ZURICH (Reuters) - Special measures to protect Swiss wages and working conditions remain a red line in the country’s negotiations for a new relationship with the European Union, Swiss foreign minister Ignazio Cassis said on Friday.
Earlier this week, Cassis signaled that Switzerland was prepared to take a flexible approach to labor market rules in its talks with the EU, indicating movement on a potential stumbling block for any deal.
But on Friday he stressed how important keeping these rules was for Switzerland.
“The flanking measures for the free movement of persons are still disputed, for us (they are) simply a red line,” Cassis told an event in Bern on Friday.

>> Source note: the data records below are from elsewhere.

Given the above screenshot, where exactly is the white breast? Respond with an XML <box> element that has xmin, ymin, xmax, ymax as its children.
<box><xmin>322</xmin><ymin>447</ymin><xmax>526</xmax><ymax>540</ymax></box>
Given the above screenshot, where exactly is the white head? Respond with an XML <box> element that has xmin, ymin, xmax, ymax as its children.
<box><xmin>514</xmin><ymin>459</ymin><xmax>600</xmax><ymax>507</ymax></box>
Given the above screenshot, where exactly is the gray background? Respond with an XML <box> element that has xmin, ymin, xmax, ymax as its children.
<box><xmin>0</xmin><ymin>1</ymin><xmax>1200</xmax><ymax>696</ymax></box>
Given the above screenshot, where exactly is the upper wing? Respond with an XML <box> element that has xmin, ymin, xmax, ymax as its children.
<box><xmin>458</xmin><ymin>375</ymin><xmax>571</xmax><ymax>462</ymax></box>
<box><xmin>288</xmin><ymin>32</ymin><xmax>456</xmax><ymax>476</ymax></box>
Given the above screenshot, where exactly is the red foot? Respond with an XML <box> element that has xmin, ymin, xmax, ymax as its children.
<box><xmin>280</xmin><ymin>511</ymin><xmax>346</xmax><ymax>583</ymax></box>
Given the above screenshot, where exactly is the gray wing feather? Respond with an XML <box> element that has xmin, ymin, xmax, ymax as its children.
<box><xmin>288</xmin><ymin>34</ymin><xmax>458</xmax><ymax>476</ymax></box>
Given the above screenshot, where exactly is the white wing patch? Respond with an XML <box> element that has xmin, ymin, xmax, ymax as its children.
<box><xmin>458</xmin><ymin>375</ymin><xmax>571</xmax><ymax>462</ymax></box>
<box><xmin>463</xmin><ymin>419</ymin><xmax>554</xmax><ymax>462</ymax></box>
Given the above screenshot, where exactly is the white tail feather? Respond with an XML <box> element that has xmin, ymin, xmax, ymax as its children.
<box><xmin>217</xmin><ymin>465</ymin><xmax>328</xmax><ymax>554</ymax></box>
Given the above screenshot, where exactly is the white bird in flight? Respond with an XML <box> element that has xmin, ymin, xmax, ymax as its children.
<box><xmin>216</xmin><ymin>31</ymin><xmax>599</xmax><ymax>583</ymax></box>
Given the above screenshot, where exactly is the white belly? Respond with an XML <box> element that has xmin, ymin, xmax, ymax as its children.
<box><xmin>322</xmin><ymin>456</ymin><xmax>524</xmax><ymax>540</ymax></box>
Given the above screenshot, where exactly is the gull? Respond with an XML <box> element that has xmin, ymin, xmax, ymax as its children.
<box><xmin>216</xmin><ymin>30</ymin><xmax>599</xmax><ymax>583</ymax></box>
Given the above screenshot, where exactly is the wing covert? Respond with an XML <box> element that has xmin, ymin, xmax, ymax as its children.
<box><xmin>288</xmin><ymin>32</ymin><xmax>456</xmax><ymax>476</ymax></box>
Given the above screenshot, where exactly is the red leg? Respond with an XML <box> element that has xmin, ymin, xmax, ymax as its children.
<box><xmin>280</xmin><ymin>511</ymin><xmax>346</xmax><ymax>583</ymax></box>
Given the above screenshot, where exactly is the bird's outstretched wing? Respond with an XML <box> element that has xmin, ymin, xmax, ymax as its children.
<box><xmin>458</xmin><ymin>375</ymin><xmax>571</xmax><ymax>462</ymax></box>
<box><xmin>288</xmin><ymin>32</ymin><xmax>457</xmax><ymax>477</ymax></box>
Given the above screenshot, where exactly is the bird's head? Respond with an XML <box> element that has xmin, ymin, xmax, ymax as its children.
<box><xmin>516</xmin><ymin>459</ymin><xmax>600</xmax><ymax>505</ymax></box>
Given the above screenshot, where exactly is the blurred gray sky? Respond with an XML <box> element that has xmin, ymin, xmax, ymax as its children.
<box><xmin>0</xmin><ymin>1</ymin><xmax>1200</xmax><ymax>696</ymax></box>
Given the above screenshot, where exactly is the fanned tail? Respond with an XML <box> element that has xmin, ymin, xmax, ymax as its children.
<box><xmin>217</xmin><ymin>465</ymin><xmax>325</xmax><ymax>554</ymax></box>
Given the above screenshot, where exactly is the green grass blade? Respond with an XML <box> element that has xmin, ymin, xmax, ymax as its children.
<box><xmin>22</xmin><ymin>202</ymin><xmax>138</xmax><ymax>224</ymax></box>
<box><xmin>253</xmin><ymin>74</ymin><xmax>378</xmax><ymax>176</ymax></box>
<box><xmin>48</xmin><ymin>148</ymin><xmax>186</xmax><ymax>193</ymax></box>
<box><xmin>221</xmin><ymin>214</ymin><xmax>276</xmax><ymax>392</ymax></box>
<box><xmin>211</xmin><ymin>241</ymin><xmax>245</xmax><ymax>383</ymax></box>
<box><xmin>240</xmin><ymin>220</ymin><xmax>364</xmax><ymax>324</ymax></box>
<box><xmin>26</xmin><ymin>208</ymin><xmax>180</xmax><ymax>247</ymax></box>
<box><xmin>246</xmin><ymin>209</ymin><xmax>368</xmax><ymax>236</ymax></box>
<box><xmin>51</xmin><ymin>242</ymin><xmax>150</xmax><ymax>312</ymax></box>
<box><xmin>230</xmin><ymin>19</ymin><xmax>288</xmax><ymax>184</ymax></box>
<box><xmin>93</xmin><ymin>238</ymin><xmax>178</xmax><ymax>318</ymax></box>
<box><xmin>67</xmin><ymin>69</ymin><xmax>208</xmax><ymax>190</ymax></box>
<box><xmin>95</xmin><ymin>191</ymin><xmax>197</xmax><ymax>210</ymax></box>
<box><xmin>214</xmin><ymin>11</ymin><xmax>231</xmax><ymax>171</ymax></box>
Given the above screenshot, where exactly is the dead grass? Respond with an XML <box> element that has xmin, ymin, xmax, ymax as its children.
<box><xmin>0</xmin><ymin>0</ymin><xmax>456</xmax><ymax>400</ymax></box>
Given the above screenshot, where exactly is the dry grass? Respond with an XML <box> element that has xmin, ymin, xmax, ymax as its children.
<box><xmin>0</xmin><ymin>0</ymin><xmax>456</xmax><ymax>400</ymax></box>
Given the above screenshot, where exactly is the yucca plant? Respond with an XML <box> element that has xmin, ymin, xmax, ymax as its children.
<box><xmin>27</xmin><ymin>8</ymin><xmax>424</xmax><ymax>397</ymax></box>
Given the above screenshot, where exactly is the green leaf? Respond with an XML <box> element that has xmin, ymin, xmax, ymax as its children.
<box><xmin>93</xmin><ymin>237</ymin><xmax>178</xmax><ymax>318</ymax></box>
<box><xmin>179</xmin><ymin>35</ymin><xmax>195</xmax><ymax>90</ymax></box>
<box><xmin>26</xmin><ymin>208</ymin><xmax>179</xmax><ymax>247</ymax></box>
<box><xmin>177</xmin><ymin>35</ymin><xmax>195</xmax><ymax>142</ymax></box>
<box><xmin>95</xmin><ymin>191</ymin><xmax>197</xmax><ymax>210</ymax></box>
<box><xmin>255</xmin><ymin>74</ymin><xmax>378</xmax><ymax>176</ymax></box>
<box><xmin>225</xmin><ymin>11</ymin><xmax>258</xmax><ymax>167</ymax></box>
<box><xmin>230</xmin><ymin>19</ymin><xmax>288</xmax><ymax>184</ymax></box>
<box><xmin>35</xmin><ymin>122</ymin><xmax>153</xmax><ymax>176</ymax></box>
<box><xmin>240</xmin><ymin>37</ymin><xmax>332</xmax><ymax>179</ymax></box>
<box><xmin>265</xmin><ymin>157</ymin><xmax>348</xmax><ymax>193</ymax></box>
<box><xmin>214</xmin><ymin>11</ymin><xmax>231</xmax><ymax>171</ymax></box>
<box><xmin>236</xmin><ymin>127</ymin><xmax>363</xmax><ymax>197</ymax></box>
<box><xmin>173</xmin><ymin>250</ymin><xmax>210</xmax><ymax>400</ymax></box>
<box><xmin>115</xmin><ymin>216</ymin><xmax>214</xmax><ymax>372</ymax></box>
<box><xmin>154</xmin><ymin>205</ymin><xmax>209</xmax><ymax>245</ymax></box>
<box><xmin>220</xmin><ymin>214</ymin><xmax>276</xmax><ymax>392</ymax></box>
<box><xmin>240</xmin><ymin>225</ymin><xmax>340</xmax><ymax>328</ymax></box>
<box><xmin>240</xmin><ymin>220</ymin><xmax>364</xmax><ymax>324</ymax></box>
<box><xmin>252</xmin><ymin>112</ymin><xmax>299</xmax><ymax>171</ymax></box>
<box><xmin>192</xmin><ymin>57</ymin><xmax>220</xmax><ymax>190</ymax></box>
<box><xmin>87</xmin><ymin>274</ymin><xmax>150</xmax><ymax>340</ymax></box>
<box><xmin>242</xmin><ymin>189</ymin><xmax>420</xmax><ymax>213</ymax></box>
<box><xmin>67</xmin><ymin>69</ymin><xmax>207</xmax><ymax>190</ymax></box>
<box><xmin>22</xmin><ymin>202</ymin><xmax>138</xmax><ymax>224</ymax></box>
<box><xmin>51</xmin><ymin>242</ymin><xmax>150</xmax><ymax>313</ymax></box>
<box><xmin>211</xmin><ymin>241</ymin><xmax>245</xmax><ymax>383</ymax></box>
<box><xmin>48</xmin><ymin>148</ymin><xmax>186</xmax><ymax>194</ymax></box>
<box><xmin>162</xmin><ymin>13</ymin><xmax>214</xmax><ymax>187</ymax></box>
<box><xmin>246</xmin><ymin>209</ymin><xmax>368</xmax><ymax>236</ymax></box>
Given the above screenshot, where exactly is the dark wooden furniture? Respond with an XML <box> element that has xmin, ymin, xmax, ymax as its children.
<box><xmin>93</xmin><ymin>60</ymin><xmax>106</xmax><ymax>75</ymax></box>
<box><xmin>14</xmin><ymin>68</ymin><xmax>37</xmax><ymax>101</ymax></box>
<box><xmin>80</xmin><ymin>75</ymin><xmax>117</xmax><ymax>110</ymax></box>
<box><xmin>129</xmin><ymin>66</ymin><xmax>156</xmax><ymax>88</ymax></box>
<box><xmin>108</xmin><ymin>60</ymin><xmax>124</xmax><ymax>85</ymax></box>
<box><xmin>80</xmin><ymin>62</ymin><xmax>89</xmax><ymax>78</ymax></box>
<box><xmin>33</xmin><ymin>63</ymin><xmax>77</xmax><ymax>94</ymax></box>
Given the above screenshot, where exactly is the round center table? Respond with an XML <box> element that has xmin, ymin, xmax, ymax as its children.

Switzerland in 2004 introduced “flanking measures” to protect Swiss wages and working conditions, two years after a deal to let EU citizens live and work in the country came into effect. Such free movement is a prerequisite for Swiss access to the EU single market.
Britain’s exit from the European Union also made concessions difficult, he said.
“The EU could move here, but at the negotiating table the EU diplomats hear ‘Switzerland’ and immediately think of ‘UK’. Every concession to Switzerland suddenly creates a precedent for Brexit,” Cassis added.
Switzerland and the EU aim to hammer out an accord on a treaty this year, with negotiations heating up before the summer break.
If the current negotiations do not succeed, both sides will have to look for a solution after the Swiss and EU elections, which are due to take place next year, Cassis said.
“In the meantime we would have to negotiate a kind of truce,” he said.